Duas crianças foram esta terça-feira tratadas, no Hospital de Santa Maria, em Lisboa, com um medicamento inovador para a atrofia muscular espinal, uma doença genética rara que pode ser letal, e o tratamento "correu bem", informou a instituição.
"Correu muitíssimo bem", disse em conferência de imprensa a diretora do Departamento de Pediatria do Hospital de Santa Maria, Ana Isabel Lopes.
Se as doentes, duas bebés, continuarem a reagir bem, terão alta hospitalar na quarta-feira.
De acordo com a equipa médica, se as meninas responderem favoravelmente à medicação são esperadas as "primeiras melhorias" do seu estado clínico dentro de um mês, como levantar os braços, controlar a cabeça, ficar sentadas, melhoria da deglutição ou diminuição da ventilação respiratória.
O medicamento inovador - Zolgensma - não cura a doença, mas apresenta como "benefícios globais" o "bloqueio da progressão" da patologia, a "minimização de sequelas" e um "ganho na sobrevida e qualidade de vida" do doente, segundo a pediatra Ana Isabel Lopes.
Os efeitos secundários do fármaco a longo prazo são desconhecidos, uma vez que o medicamento "é muito recente", tendo sido testado nos Estados Unidos, onde foi aprovado em maio, com "poucos doentes" que foram seguidos durante quatro anos.
Por este motivo, também não é conhecida a duração da eficácia terapêutica do Zolgensma, que está a ser apreciado pela Agência Europeia do Medicamento. A autoridade portuguesa do medicamento (Infarmed) autorizou excecionalmente o seu uso pelo Hospital de Santa Maria para tratar as duas crianças.
Apesar das cautelas, existe "evidência clínica e experimental do benefício clínico acrescido" do medicamento inovador em relação a outros fármacos, sendo que quanto mais cedo for dado ao doente mais benefícios terá nele, assinalou Ana Isabel Lopes.
O medicamento Zolgensma foi administrado às duas meninas, que já estavam a ser acompanhadas no hospital, por reunirem os "critérios clínicos adequados", como serem doentes estabilizadas, nomeadamente em termos respiratórios e cardíacos.
Durante uma hora, as bebés receberam uma dose única do fármaco, uma solução administrada nas veias.
"É como ter soro a correr, mas em vez de soro é o medicamento", esclareceu a neuropediatra Teresa Moreno.
Nos próximos três meses, as crianças terão uma "vigilância apertada", que inclui a realização de análises periódicas. Um dos "efeitos adversos" transitórios que poderão ocorrer são "alterações hepáticas" (no funcionamento do fígado).
A par disso, as menores terão de continuar a ser seguidas nas consultas de rotina.
O uso excecional do Zolgensma, em Portugal, no tratamento das duas meninas foi desencadeado com o caso de uma delas, a bebé Matilde, cujos pais lançaram com sucesso uma campanha de angariação de fundos nas redes sociais para comprar o medicamento, no valor de dois milhões de euros.

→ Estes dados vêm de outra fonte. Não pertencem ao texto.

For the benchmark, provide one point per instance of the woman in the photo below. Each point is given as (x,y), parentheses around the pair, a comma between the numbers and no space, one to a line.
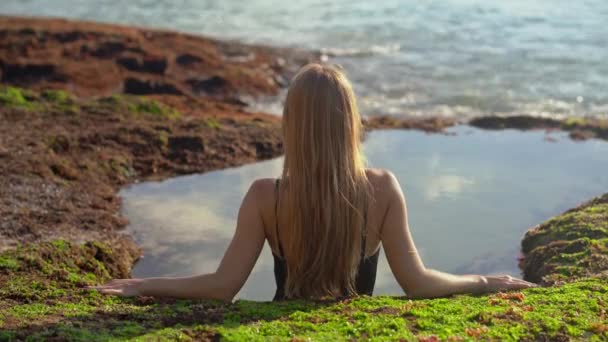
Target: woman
(325,218)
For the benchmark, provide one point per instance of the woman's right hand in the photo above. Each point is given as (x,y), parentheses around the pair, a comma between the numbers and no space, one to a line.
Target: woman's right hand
(504,282)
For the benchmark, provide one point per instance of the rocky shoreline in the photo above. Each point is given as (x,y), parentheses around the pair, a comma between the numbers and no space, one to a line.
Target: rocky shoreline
(87,108)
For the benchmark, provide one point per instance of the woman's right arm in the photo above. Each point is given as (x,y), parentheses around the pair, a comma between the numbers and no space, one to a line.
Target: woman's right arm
(405,262)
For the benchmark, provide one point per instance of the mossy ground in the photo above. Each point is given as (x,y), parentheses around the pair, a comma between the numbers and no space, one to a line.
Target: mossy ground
(54,100)
(43,297)
(569,246)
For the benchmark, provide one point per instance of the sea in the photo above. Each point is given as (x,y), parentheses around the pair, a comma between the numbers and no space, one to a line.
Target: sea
(451,58)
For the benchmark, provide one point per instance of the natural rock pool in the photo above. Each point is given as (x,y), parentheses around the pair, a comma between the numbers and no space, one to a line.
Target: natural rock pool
(471,196)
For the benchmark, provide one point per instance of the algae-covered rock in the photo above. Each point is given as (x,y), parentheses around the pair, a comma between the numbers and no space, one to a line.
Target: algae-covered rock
(43,297)
(569,246)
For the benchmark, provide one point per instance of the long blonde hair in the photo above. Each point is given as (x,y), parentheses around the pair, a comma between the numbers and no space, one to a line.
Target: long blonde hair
(325,189)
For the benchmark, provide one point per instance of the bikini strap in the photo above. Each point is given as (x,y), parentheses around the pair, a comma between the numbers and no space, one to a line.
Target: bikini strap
(364,232)
(276,215)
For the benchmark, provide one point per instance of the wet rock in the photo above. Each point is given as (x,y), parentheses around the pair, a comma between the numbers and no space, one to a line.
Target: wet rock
(188,143)
(187,59)
(153,65)
(147,87)
(68,37)
(522,122)
(30,73)
(210,85)
(109,49)
(59,144)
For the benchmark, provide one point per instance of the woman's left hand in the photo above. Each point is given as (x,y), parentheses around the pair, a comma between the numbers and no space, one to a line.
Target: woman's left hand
(120,287)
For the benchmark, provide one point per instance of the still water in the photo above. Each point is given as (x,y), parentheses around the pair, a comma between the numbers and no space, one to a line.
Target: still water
(457,58)
(470,197)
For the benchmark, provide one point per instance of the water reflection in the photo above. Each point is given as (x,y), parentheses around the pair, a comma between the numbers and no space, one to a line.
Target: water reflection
(470,199)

O fármaco, que acabou por não ter custos diretos para os pais, foi pago pelo Estado e dado à Matilde, mas também à Natália.
No mercado português já há, devidamente aprovado, um outro medicamento, o Spinraz, que retarda igualmente a progressão da doença, mas não é de dose única.
De acordo com a Sociedade Portuguesa de Neuropediatria, a atrofia muscular espinal é uma doença degenerativa neuromuscular, que não afeta a função cognitiva, sendo a principal causa genética de morte.
A doença pode levar à morte (ou à dependência de ventilação 24 horas por dia) de uma criança antes dos 2 anos quando os sintomas se manifestam antes dos 6 meses, e aos quais estão associados a diminuição da força muscular, as dificuldades no controlo da cabeça e na deglutição e a insuficiência respiratória precoce.